SodaSqlTasksSchedule and Outputs
The CloudFormation template leverages the Docker Image to clone the repo, install requirements from the requirements.txt file, and execute a scan command. Refer to the entrypoint.ssh file in the container directory.
Soda has made the Docker Image public so you can configure it to your environment’s needs by providing the following values as environment variables.
- Provide a value for the REPO_URI which is the SSH URI to the git repository that contains your soda-sql configuration files. Use an environment variable to provide this value.
- Provide a value for SCAN_CMD which is the soda scan command relative to the repository or WORKING_DIR.
Optionally, you may also adjust the following configurations:
- Provide a value for the WORKING_DIR which is the relative directory to chroot into after cloning the repository. Use an environment variable to provide this value.
- Provide a value for RSA_KEY_CONTENTS which is the Private Identity Key contents used as the identity for SSH requests.
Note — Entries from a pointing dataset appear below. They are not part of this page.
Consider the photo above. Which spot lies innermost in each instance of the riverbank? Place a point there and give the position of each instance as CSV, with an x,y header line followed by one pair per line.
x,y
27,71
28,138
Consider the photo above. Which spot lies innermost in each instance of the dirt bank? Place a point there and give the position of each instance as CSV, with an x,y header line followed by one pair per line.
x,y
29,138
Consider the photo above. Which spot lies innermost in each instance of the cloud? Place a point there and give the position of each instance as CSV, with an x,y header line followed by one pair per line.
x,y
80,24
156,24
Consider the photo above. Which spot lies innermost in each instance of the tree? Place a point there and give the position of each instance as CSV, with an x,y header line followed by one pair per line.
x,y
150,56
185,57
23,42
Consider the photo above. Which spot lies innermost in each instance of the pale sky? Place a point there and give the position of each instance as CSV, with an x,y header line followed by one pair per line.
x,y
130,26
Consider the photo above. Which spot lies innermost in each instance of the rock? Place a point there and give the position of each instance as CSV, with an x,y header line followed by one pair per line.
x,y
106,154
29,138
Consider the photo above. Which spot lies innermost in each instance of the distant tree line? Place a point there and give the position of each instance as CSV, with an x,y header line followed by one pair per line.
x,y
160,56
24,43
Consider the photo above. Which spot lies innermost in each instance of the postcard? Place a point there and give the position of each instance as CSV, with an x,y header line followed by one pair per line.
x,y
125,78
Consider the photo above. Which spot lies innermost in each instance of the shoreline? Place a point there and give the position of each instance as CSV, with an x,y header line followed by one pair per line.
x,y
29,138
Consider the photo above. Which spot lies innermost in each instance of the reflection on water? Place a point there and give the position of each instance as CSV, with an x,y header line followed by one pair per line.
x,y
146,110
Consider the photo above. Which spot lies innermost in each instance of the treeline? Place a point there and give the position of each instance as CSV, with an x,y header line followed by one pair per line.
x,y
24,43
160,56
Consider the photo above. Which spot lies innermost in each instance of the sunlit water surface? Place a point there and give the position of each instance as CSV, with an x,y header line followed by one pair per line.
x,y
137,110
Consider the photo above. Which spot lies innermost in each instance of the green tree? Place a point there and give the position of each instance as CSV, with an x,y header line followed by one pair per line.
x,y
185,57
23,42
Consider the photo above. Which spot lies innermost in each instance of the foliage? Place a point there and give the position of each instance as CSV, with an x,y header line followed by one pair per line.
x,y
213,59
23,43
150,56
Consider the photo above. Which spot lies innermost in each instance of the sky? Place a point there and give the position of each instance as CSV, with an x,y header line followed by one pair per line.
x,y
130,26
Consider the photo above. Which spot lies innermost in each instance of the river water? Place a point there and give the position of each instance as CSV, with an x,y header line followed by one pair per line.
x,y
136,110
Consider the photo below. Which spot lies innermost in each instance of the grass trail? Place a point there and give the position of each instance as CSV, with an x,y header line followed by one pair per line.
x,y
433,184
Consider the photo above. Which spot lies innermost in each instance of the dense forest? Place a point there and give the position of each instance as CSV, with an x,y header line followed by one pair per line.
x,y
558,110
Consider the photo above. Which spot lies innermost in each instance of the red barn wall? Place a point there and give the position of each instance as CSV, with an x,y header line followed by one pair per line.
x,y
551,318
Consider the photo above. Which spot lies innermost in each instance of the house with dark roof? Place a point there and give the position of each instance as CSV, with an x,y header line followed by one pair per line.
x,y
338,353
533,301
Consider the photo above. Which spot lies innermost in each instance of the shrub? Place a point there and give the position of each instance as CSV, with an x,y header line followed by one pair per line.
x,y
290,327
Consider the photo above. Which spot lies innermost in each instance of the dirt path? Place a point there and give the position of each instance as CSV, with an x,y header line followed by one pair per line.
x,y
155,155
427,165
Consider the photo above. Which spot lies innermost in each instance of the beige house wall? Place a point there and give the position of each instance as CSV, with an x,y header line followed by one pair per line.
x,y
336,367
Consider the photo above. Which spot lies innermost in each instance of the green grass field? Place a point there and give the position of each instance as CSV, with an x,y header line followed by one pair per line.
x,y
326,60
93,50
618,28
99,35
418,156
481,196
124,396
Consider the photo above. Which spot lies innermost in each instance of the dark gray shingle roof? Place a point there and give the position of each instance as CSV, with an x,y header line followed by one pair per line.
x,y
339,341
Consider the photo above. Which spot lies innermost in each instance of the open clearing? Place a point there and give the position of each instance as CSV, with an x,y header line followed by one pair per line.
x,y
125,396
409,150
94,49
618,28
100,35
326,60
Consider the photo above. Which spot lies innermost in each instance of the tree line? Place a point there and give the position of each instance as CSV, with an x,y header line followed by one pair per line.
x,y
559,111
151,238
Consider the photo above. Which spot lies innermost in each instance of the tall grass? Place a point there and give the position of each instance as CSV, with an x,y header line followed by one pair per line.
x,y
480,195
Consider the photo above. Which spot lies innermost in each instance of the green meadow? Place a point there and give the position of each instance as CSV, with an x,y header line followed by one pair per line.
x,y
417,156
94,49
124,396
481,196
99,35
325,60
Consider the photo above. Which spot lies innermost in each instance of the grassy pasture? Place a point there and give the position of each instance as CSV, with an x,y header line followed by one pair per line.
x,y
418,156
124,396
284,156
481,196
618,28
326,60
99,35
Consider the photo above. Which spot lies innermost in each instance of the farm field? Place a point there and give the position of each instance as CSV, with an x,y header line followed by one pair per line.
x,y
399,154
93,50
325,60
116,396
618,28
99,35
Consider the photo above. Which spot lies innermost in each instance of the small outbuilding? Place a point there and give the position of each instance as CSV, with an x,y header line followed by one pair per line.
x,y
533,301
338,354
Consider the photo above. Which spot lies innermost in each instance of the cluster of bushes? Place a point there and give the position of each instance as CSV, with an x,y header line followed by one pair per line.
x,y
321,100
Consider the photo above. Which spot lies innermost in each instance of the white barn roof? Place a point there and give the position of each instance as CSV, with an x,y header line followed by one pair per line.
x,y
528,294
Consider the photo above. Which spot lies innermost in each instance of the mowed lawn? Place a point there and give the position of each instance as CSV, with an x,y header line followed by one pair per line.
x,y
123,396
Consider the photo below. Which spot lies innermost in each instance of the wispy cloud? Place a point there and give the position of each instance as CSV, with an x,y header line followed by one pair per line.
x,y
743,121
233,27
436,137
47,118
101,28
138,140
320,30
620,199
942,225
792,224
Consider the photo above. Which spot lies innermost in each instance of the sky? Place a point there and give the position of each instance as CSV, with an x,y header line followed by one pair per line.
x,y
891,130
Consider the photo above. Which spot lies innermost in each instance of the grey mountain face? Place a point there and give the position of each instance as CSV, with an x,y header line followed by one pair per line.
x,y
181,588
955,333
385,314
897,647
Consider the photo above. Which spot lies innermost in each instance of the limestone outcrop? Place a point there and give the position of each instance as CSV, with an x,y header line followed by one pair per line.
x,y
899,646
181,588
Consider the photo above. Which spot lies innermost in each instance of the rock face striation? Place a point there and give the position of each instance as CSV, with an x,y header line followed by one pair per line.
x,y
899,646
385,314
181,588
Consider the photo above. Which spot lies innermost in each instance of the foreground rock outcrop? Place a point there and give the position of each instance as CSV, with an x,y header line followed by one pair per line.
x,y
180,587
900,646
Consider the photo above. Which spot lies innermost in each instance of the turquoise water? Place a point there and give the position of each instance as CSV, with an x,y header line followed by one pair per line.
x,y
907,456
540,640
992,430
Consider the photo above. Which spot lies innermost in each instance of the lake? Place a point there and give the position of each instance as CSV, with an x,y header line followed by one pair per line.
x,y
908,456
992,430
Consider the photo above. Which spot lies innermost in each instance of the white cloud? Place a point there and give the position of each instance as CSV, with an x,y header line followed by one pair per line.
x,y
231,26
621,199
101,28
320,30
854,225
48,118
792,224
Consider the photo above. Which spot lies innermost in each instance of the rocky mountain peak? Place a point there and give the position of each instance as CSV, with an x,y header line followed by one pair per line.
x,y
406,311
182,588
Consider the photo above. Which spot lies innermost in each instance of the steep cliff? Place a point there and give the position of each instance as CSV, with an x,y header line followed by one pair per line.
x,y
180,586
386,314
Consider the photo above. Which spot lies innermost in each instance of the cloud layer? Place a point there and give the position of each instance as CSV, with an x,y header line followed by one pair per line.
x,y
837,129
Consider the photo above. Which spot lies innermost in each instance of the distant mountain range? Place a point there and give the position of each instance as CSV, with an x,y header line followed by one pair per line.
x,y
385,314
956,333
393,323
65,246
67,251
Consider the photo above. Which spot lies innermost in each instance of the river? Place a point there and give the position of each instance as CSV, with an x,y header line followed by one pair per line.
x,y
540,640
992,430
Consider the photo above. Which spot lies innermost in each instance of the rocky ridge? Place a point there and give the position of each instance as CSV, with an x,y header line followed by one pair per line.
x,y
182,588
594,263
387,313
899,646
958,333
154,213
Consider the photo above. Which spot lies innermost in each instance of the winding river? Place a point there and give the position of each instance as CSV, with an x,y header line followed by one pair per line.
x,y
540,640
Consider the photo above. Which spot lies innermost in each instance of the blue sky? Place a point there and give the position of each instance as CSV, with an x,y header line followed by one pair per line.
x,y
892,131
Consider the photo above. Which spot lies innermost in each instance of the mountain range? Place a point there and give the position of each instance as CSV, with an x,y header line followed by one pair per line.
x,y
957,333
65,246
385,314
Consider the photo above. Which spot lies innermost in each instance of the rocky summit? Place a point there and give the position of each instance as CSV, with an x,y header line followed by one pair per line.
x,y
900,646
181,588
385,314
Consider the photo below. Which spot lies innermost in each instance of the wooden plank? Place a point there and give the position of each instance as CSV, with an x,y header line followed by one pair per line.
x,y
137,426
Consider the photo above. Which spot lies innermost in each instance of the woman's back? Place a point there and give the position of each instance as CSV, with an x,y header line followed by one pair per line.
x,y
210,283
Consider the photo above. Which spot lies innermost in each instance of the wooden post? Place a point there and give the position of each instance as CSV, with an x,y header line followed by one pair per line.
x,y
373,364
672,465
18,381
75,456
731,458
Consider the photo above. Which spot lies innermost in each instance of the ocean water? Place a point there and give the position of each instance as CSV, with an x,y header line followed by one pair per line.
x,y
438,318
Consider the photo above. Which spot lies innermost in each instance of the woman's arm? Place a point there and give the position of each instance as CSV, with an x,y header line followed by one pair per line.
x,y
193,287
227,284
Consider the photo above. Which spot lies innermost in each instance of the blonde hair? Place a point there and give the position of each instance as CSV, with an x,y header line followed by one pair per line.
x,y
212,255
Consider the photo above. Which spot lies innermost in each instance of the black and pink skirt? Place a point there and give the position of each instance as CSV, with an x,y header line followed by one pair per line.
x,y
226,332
See Notes on RSA key below.
If the repository containing the Soda SQL project setup is private, it cannot be cloned during a task run because it does not have the permission to do so. Instead, you can use Deploy Keys in GitHub.
Follow the GitHub instructions to create an RSA key pair and store the key somewhere safe. Add the contents of the private key as the value for the RsaKeyIdentity Secret that’s created as part of the CloudFormation template. Add the public key as Deploy Key to your GitHub repository.